Legal Occupancy

Law firm occupancy trended slightly downward throughout March, according to Kastle’s 7-city Legal Industry Barometer. March occupancy hit a high of 65.9% at the beginning of the month, and dipped to 59.7% as April began. Lower occupancy on Good Friday contributed to this trend, with occupancy falling to 32% on March 29 compared to the typical occupancy rate of 46-47% on Fridays.

 

Kastle will now publish the Legal Barometer during the first week of each month, and it will include the past four weeks.

 

 

 

 

 

 

 

 

 

Kastle_Barometer_Legal_4.8.24_v2

The chart below shows the variability by day for Legal workplace occupancy with the figures reflecting the daily averages for the preceding four weeks, compared to the daily averages pre-pandemic. Note that Mondays and Fridays have much lower office attendance relative to the middle-of-the-week days compared to pre-pandemic.

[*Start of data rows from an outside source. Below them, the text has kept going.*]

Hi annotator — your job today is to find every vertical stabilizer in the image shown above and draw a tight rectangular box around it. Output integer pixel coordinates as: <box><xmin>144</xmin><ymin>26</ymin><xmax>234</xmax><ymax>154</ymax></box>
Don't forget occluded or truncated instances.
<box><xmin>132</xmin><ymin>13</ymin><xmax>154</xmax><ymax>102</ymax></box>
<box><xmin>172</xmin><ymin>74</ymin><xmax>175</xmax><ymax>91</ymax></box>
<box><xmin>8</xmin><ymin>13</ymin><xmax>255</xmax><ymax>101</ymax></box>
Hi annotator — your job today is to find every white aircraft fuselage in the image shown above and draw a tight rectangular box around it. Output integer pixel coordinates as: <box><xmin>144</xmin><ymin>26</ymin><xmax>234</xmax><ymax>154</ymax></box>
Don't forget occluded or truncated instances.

Kastle_Legal-Fret-Chart_4.8.24

About Kastle
With extensive depth in the legal industry securing 49 firms of the AmLaw100, Kastle Systems, the country’s largest managed security services provider to commercial businesses, is sharing anonymized aggregated access data from Kastle-secured businesses in the legal industry to better understand office occupancy patterns following COVID-19.

*August 2022 Update to Legal Industry Data Analysis:

Since April 2021, Kastle has provided a weekly analysis of access activity data from businesses in the legal industry in seven markets. Until now, the Legal Occupancy Barometer tracked whether an employee came in any one of five days of the week. This was published along with Kastle’s national data from the ten-city Barometer, which analyzes weekly average attendance for each day of the week.

As office occupancy levels across all types of workplaces began to settle into a more regular hybrid working routine, Kastle revised the Legal Occupancy Barometer to provide a more refined view of occupancy by analyzing the average of access activity data for each day of the week. The enhanced analysis takes into account the new pattern of office work, in which people are more likely to split their time between the office and home. This adjustment allows for richer detail on legal industry occupancy and better aligns the analysis with the ten-city Barometer.